GPU smoke tests (all real model combinations) are tagged :gpu and excluded by default:

mise exec -- mix test --include gpu

For further info, see the design doc.

Why?

At the School of Cybernetics we love thinking about the way that feedback loops (and the connections between things) define the behaviour of the systems in which we live, work and create. That interest sits behind the design of PANIC! as a tool for making (and breaking!) networks of hosted generative AI models.

Anyone who's played with (or watched others play with) PANIC! has probably had one of these questions cross their mind at some point.

One goal in building PANIC is to provide answers to these questions which are both quantifiable and satisfying (i.e. it feels like they represent deeper truths about the process).

how did it get here from that initial prompt?

  • was it predictable that it would end up here?
  • how sensitive is it to the input, i.e. would it still have ended up here with a slightly different prompt?

is it stuck?

  • the text/images it's generating now seem to be "semantically stable"; will it ever move on to a different thing?
  • can we predict in advance which initial prompts lead to a "stuck" trajectory?

has it done this before?

  • how similar is this run's trajectory to previous runs?
  • what determines whether they'll be similar? the initial prompt, or something else?

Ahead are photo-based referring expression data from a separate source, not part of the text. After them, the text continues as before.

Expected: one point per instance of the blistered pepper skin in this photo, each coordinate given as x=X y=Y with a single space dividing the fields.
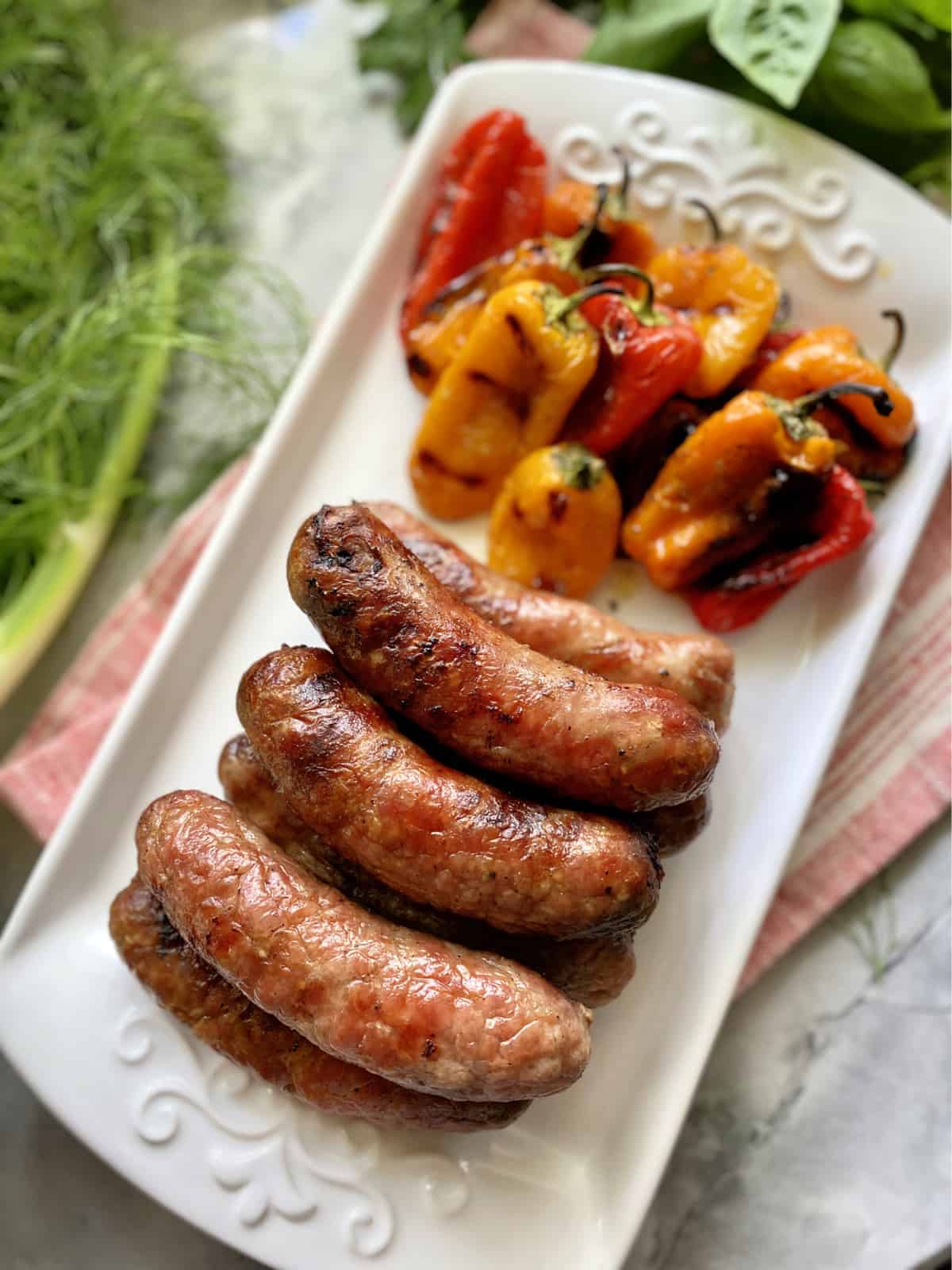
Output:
x=555 y=524
x=710 y=499
x=730 y=302
x=505 y=394
x=831 y=355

which parts of the system have the biggest impact on what happens?

  • does a certain genAI model "dominate" the behaviour of the network? or is the prompt more important? or is it an emergent property of the interactions between all models in the network?

Authors

Ben Swift wrote the code, and Sunyeon Hong is the mastermind behind the TDA stuff.